A principal area of investigation for this project has been kinship between individual witnesses, pairs, groups or whole collections. As with traditional textual criticism, analysis of this kind is based on the forensic principle that all contact involves transfer. In our case, this means that a copy is never the same as its original text or ‘exemplar’. Copyists will always introduce changes, whether in error or as the result of conscious or unconscious attempts at interpretation or improvement. Such changes are the textual equivalent of DNA, and variants in common between one or more witnesses may be a marker of kinship. For this reason, we have been guided by other projects that have used phylogenetic software from the biosciences to establish kinship between texts, both literary and musical (see Windram et al. 2014Windram, H. F., T. Charlston, and C. J. Howe. 2014. ‘A Phylogenetic Analysis of Orlando Gibbons’s Prelude in G’. Early Music 42 (4): 515–28. https://doi.org/10.1093/em/cau100. and Windram et al. 2022Windram, Heather F, Terence Charlston, Yo Tomita, and Christopher J Howe. 2022. ‘A Phylogenetic Analysis of Two Preludes from J. S. Bach’s “Well-Tempered Clavier II”’. Early Music 50 (3): 373–93. https://doi.org/10.1093/em/caac027. ).
An essential first step is to have the computer analyse all the variants by sonata, by type and by closeness of match. This is an extract from a typical summary table of variants, in this case for K48:
The full variant analysis table is available on the dedicated page for K48. Note, for instance, the relatively high number of pitch differences between the control (Venice 1742) and several of the witnesses. For a full list of variants please consult our variant dictionary.
The following is an extract from a detailed listing of complete matches (i.e. when the same variants in a bar, collated in the same way, appear in both witnesses) between two of the witnesses for K48, in this case Barcelona M1964 and Boivin 5:
Bar 26: 1] +eflat8 ; 4] +g,8 ; 7] +aflat,8
Bar 28: 5eflat”] -flat
Bar 49: 1g’] 16 ; 2g”] 16
Bar 51: 5] +fsharp”16 ; 6] +g”16
Bar 55: 5] +fsharp’16 ; 6] +g”16
Bar 83: 6aflat’] -flat ; 9aflat’] -flat
Bar 84: 5e’] -natural ; 8e’] -natural
Bar 86: 5e’] -natural ; 8e’] -natural
Bar 87: 6aflat’] -flat ; 9aflat’] -flat
Bar 105: 5b’] -natural ; 8b’] -natural
Bar 112: 5] +b”16 ; 6] +c”16
Bar 116: 5] +b”16 ; 6] +c”16
This level of detail is available for every sonata in the Sonatas section of this site. When replicated across all witnesses of each sonata it shows the benefit of developing a machine-readable coding system without which it would be impossible to process the number of potential relationships in question.
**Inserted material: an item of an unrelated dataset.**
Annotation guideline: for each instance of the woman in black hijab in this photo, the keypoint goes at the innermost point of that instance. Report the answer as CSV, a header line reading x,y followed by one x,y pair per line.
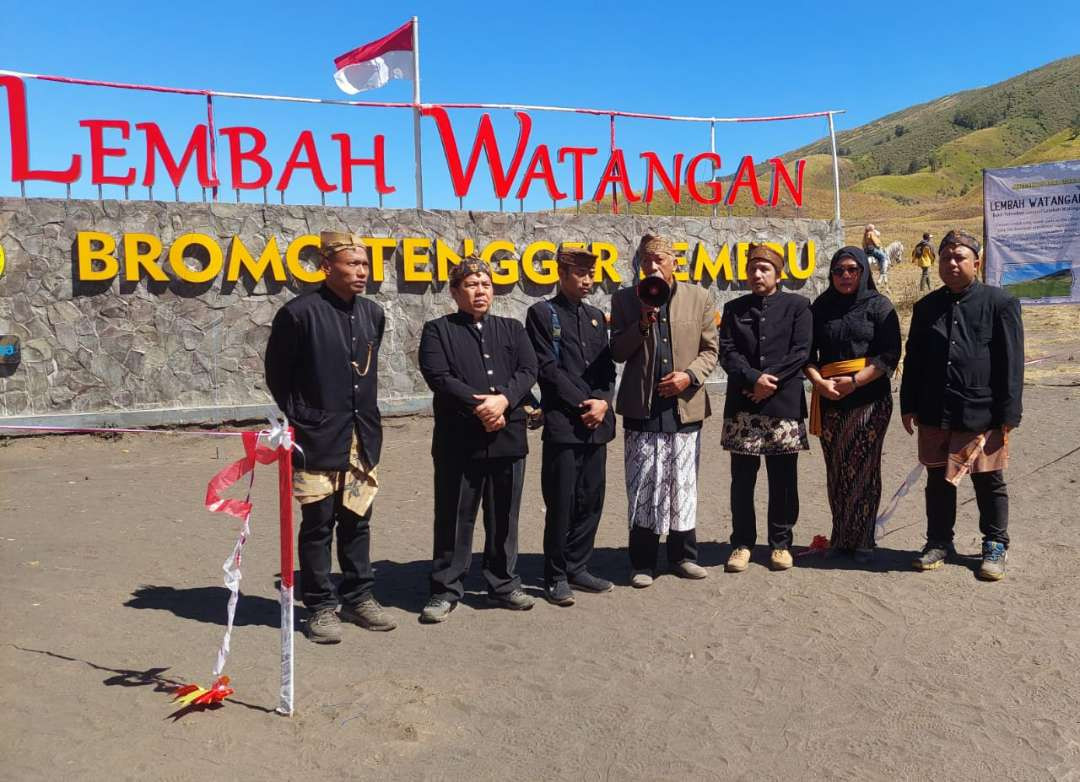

Consanguinity between texts can be illustrated in different ways, one of which is the conventional family tree:
The small numbers indicate the degree of confidence the computer has in a particular grouping. The format has the advantage of familiarity, but there is also a risk of treating the control as the common ancestor. This may or not be the case. A better, because less hierarchical, diagram results from the Neighbor-Net method:
London Tyson is a clear outlier because this witness ends at bar 85, making it 39 bars shorter than the control (Venice 1742).
At all times, it is important to remember that data alone do not answer questions. But data can point us to the questions that we might want to ask. In the examples above, it is interesting to note that, leaving aside the difference in length, two witnesses, London Tyson and Boivin, have features in common that they do not share with the rest; while Venice 1742 and Parma 2 show more differences than might be expected from two collections that emerged from the same royal stable. Answers to these and many other questions posed by the data require the skill and judgment of the practitioner/researcher.